La femme avait en outre prétendu être au départ divorcée, poursuivent nos sources. Par ailleurs, le voisinage de Hicham Mansouri aurait été empêché de témoigner en sa faveur, principalement sur l’accusation de préparation d’un local pour la prostitution. Enfin la préfecture conclut sur l’expertise médicale effectuée par le service de médecine légale, laquelle avait relevé que M. Mansouri «ne souffrait d’aucune incapacité fonctionnelle ni de troubles de mouvement, tout en présentant des égratignures datant de quelques jours». Ce n’est pourtant pas ce que rapportait l’AMJI le 17 mars 2015.

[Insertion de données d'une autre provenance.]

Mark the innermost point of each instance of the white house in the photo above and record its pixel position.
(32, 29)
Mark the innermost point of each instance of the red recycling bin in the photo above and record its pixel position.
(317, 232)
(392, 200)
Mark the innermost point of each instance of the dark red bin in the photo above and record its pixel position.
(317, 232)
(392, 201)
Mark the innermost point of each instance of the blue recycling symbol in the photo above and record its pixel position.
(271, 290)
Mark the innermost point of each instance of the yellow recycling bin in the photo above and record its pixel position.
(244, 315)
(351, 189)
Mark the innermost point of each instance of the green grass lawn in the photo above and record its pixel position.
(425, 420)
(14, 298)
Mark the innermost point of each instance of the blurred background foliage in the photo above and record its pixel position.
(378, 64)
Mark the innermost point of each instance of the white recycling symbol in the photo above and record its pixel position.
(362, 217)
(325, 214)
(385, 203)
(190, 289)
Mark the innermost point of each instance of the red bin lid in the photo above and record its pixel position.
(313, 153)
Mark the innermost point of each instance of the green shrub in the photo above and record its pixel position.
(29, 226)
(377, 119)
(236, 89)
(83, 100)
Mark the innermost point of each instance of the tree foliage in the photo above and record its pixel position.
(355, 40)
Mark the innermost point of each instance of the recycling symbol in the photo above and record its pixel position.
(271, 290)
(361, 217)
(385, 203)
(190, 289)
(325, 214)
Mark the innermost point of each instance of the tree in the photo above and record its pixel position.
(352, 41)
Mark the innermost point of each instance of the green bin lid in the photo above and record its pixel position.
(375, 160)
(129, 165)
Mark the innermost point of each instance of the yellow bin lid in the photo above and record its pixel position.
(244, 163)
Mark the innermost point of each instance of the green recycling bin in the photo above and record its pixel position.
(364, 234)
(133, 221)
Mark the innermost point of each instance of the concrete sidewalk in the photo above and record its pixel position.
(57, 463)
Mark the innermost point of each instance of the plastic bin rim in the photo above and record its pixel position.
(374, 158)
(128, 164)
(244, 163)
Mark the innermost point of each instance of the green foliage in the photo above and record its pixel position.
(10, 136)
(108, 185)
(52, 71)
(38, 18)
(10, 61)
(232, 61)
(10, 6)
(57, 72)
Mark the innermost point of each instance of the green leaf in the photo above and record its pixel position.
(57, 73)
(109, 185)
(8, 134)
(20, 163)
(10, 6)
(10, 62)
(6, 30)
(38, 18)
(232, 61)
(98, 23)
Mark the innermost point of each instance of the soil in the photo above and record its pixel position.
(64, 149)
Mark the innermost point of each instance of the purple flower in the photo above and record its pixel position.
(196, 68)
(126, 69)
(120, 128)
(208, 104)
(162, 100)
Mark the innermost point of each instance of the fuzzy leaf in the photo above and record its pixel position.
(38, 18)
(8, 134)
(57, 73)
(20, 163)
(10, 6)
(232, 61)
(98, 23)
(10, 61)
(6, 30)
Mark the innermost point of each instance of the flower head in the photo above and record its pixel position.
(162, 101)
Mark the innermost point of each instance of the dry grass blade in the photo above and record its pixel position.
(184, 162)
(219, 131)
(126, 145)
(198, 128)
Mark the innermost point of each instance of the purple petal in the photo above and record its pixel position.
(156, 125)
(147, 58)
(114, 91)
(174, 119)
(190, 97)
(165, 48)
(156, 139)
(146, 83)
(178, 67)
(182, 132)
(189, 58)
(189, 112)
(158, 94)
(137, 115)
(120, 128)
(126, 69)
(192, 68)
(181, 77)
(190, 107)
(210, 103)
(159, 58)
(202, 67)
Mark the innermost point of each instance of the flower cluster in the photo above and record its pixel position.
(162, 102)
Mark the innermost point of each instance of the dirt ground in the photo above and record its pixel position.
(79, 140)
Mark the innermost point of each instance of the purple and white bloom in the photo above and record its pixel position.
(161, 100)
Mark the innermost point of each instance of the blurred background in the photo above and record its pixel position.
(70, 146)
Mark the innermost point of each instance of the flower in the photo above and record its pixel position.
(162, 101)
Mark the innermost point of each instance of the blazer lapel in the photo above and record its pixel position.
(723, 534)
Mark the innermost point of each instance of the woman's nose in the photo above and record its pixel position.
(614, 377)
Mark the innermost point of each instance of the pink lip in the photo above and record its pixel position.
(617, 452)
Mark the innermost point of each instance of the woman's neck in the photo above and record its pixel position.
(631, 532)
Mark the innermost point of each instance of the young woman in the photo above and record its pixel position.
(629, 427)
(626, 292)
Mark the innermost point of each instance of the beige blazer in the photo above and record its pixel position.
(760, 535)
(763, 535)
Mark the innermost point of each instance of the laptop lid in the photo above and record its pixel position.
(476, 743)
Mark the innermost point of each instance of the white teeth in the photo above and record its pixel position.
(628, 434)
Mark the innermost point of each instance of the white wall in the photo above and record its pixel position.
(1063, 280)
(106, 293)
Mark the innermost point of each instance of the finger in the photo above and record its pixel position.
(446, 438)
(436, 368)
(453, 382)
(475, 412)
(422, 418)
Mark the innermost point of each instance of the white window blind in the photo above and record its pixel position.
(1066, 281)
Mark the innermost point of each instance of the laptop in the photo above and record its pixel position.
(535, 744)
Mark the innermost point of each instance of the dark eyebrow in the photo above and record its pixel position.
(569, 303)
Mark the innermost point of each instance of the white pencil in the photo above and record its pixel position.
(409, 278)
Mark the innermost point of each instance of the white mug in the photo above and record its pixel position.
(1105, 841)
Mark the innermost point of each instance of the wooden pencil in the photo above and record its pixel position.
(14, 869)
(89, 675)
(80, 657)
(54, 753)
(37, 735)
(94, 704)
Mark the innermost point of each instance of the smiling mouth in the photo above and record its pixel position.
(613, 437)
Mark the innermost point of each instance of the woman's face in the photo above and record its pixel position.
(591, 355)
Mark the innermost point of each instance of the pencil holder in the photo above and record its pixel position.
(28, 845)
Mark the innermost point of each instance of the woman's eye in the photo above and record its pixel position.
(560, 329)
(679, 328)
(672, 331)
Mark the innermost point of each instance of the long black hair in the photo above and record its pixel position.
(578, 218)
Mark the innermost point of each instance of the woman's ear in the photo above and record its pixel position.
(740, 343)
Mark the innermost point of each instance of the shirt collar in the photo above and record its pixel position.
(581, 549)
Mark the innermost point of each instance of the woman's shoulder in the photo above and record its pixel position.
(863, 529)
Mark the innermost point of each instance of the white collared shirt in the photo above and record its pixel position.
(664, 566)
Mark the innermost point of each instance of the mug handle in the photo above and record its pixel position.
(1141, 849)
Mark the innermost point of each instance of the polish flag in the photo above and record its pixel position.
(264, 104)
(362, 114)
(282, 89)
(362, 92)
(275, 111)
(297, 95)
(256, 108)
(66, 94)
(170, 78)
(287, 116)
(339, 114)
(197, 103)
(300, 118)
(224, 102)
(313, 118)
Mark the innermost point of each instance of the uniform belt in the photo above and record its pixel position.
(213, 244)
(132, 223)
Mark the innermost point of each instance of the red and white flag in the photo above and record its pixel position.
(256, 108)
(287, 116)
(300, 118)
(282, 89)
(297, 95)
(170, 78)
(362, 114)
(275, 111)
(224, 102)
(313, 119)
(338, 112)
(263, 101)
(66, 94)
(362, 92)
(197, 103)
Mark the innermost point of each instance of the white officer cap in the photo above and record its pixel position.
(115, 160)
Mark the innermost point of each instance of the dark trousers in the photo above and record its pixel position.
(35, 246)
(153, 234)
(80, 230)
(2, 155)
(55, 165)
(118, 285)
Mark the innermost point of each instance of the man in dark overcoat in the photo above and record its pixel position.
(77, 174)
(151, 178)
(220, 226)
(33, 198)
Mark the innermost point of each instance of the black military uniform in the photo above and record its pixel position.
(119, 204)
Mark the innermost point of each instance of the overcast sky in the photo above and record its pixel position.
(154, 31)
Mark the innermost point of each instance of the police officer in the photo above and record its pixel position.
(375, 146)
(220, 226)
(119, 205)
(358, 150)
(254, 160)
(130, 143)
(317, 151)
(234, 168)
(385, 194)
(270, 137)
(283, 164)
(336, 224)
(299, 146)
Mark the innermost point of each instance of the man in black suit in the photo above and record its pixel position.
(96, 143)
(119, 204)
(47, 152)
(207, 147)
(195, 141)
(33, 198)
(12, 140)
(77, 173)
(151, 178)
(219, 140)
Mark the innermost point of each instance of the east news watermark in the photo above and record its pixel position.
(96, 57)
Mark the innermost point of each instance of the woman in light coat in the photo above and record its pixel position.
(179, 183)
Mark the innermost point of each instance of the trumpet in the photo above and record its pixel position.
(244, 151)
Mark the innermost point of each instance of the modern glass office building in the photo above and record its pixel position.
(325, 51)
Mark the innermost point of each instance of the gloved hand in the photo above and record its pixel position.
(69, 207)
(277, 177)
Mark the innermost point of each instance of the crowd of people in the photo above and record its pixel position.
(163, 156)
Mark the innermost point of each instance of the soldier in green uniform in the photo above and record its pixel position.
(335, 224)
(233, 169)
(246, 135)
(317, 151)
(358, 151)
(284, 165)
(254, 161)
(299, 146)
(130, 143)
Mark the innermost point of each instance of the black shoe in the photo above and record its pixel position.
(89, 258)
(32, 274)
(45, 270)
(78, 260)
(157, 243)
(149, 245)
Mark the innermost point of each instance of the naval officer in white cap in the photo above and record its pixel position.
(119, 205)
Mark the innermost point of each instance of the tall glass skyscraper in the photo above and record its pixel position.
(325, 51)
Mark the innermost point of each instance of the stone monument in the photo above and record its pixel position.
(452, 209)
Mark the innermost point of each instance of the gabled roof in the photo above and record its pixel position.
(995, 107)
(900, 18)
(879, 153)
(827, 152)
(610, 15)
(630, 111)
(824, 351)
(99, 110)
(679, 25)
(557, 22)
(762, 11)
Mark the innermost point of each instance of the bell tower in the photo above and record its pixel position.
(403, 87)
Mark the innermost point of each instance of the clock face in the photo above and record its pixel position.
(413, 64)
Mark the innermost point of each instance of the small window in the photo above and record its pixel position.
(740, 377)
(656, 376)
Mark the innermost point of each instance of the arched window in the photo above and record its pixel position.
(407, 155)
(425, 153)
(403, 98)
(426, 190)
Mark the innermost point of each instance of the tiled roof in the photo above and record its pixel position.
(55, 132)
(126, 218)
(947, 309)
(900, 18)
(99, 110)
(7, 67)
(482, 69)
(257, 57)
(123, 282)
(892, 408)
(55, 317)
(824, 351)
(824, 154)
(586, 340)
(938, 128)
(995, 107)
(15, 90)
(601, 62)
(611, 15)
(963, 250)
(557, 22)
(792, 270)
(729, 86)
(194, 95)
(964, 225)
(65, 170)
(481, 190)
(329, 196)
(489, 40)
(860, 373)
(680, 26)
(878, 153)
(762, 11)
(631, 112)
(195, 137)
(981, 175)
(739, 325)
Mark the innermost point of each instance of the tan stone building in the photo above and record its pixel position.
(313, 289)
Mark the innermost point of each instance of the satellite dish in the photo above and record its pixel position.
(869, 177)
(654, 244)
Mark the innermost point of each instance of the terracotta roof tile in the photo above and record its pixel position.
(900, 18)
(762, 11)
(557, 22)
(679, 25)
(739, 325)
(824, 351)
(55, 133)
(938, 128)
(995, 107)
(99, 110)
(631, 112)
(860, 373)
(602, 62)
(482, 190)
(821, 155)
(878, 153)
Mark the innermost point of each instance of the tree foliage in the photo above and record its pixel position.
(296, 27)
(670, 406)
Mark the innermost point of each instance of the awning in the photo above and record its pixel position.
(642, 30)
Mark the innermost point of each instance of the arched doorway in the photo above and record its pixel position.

Dans un communiqué, elle avait affirmé que M. Mansouri avait été battu au visage et à la tête. Dix policiers auraient illégalement fait irruption au domicile de M. Mansouri, forcé sa porte et l’auraient dépouillé de ses vêtements, avait-elle détaillé. C’est d’ailleurs les conditions d’arrestation de l’intéressé qui prêtent le plus à controverse.
D’après Khalid Mansouri, M. Mansouri l’aurait appelé vers 10h pour lui demander si c’était lui qui tentait de s’introduire à son domicile. Rapidement, Khalid Mansouri se serait rendu au quartier de l’Agdal, où son frère Hicham loue son appartement, mais sur place les policiers l’auraient empêché de monter.
“Décision politique”
Abdessamad Iach, compère à l’AMJI de M. Mansouri et que ce dernier ditil aurait également prévenu soutient la même version. Khalid Mansouri dispose en outre d’un document d’un expert judiciaire attestant que les portes ont bel et bien été enfoncées. L’objectif d’après Khalid Mansouri aurait été que personne ne puisse témoigner plus tard des conditions de l’arrestation.
La question se pose cependant de savoir pourquoi M. Mansouri a été arrêté ? Y a-t-il en vérité anguille sous roche? Contacté par nos soins, M. Monjib nous a affirmé que l’interpellation de M. Mansouri était «une décision politique par excellence».
M. Mansouri, lui, a révélé lors de son procès qu’il enquêtait sur la surveillance électronique au Maroc. Les premiers résultats lui auraient permis de lever le voile sur certaines parties oeuvrant dans ce domaine au profit des autorités.